Она вышла из машины и пошла к двери, чувствуя его взгляд на спине, чувствуя, как он смотрит ей вслед, не уходя, пока она не скроется внутри. На самом деле она уже доверяла ему. Не с сегодняшнего вечера, не со вчерашнего дня, а с того момента в Сильверстоуне, когда он сказал: «Я скучаю», и она поняла, что это правда.
Но пока было рано признаваться ему в этом. Пока она хотела сохранить эту тайну — для себя, для того, чтобы чувствовать, как доверие растёт внутри, как цветок, который распускается на рассвете, не спеша, естественно, без принуждения, без обещаний, которые могут быть нарушены.
Она вошла в отель, и дверь закрылась за ней, оставив Шарля стоять на улице, смотреть на окна, за которыми, он знал, она поднимется в свой номер, скинет туфли, упадёт на кровать и будет думать о нём — так же, как он будет думать о ней этой ночью, засыпая в своём номере, с улыбкой на губах, с чувством, которое он не умел называть, но которое делало его счастливым.
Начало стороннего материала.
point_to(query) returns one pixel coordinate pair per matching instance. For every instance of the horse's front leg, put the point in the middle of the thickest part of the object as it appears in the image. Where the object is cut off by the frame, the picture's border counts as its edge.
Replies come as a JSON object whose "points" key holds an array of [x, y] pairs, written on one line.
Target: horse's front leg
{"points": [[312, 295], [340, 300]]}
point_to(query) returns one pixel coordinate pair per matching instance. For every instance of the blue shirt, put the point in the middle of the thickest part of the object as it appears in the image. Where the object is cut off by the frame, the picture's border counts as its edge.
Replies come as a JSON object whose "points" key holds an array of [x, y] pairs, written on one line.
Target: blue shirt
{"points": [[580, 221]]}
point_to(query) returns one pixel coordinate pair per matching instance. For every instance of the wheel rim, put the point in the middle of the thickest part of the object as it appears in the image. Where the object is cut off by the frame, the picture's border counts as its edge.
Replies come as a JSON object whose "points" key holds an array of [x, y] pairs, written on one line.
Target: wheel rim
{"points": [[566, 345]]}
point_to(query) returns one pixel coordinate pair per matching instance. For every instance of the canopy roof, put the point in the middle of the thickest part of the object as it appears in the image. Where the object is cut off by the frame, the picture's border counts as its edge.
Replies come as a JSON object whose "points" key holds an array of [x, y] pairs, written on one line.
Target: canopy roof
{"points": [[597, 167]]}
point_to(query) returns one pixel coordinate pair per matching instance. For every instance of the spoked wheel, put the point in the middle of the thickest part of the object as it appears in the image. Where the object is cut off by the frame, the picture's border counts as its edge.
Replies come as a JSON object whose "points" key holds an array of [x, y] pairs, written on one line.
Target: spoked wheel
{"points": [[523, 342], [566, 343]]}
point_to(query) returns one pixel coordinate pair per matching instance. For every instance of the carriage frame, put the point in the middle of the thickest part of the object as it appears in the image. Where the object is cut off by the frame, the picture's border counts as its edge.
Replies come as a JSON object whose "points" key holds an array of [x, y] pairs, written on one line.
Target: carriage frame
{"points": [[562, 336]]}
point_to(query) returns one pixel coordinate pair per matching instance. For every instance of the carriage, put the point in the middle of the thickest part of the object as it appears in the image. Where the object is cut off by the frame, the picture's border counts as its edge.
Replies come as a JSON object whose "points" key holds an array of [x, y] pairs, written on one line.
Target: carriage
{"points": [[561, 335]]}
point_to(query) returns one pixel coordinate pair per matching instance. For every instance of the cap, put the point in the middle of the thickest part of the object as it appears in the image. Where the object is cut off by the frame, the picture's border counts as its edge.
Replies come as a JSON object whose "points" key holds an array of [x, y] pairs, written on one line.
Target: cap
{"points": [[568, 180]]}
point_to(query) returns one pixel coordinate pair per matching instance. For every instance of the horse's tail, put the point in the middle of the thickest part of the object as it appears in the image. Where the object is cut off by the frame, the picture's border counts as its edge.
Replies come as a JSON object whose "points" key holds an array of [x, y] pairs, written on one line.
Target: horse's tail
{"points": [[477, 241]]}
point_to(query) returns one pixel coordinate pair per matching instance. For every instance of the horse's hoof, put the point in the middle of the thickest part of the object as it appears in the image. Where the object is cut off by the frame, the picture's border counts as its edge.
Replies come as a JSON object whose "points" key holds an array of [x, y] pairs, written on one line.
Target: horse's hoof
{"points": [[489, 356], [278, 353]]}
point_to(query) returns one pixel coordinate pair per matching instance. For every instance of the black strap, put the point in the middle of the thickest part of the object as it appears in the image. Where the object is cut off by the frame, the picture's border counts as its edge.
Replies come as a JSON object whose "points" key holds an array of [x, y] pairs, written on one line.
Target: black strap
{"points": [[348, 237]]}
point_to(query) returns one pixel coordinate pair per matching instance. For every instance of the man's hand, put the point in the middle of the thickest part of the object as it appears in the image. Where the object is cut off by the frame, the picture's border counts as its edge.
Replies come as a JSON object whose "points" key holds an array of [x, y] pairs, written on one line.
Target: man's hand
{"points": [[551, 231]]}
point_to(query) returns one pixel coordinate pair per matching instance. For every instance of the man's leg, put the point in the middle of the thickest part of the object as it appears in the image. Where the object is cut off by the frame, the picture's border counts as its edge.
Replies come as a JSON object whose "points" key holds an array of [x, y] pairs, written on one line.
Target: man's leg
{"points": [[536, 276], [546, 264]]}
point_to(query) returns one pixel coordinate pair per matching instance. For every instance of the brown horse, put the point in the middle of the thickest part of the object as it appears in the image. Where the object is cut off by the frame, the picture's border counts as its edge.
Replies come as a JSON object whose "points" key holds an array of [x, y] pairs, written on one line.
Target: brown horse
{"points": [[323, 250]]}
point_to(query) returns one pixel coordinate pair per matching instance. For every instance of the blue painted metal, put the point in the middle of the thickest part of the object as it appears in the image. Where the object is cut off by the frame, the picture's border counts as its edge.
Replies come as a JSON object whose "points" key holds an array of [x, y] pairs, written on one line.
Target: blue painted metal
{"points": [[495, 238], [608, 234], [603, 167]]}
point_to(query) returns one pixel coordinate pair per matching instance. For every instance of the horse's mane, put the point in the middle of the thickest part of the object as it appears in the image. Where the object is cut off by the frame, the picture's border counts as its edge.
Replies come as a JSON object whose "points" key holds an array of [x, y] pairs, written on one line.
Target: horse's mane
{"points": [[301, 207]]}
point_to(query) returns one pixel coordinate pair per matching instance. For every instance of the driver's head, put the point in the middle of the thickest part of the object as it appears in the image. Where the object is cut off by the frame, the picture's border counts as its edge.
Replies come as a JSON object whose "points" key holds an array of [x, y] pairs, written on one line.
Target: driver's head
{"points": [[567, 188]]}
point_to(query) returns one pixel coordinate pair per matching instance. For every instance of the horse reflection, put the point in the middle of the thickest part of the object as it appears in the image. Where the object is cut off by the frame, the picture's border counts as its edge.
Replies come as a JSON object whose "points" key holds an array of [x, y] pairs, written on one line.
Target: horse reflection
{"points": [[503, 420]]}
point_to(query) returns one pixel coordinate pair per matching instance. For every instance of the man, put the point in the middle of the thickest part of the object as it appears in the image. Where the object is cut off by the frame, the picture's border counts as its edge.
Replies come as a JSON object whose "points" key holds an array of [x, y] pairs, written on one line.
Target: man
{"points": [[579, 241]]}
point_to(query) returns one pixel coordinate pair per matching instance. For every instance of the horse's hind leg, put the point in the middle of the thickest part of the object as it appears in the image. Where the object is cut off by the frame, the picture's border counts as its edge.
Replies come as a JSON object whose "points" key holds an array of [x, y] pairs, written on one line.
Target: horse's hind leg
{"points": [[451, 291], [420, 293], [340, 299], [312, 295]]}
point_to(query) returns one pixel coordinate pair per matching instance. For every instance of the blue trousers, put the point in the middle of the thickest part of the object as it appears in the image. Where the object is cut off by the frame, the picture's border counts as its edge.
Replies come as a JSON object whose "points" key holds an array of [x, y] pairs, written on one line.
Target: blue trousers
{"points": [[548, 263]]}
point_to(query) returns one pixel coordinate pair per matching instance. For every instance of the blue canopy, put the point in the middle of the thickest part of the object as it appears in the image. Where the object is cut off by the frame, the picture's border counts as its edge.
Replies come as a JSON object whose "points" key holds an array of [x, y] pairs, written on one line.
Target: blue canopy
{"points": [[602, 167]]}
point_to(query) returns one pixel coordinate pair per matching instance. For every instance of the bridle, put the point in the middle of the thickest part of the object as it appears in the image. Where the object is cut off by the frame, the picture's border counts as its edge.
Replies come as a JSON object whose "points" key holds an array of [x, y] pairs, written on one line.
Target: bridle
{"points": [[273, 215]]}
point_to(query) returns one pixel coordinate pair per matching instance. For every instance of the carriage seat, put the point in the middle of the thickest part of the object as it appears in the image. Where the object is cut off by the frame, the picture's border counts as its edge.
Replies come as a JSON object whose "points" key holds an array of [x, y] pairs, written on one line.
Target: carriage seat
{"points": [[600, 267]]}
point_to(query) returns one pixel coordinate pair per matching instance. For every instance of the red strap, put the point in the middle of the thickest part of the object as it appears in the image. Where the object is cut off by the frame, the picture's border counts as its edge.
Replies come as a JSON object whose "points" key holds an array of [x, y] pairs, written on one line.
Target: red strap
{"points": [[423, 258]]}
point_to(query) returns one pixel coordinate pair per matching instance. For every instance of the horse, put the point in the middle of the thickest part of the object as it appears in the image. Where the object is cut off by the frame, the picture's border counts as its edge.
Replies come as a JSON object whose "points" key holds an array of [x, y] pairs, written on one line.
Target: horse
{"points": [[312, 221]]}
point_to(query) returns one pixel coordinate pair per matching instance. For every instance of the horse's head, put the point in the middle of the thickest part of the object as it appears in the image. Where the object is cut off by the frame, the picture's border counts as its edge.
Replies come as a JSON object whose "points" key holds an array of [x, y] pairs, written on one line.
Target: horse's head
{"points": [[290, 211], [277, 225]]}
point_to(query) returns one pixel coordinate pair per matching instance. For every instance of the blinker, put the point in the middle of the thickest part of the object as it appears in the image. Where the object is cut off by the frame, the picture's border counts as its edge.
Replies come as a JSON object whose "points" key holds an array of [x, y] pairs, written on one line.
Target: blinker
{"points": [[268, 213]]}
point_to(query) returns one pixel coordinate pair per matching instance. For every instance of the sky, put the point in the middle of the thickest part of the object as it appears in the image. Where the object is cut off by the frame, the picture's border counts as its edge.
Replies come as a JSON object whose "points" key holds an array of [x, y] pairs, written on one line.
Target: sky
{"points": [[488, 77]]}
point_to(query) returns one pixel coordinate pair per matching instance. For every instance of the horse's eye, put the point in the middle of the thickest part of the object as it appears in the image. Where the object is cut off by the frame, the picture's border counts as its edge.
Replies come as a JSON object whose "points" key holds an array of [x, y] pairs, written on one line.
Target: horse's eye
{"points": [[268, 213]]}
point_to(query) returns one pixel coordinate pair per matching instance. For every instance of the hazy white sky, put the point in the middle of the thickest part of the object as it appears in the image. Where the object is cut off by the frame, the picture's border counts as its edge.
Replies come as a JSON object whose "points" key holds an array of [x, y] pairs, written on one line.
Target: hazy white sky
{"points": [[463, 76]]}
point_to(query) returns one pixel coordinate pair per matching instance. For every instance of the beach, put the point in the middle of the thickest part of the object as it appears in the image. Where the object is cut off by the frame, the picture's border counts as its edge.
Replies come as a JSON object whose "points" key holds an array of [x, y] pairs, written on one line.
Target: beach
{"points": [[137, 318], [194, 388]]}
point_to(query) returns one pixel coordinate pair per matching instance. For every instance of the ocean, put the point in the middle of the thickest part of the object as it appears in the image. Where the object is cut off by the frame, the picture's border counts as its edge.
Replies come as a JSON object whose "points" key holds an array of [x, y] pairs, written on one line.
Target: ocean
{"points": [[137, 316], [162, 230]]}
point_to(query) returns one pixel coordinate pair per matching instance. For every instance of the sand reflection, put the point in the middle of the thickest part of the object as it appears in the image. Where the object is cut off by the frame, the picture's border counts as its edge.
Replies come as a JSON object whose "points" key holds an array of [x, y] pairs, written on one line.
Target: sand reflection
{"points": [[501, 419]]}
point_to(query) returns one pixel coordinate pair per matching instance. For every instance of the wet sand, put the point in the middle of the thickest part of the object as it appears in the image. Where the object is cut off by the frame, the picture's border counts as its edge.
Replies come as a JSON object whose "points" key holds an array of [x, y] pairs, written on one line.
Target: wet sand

Он сел в машину и назвал водителю адрес своего отеля, чувствуя, как усталость, которую он сдерживал весь вечер, наконец наваливается на плечи, но это была хорошая усталость — та, которая приходит после победы, после долгого дня, после того, как ты сделал всё, что мог, и даже больше.
Венгрия. Он будет ждать. Он всегда будет ждать, сколько понадобится. Потому что она того стоила.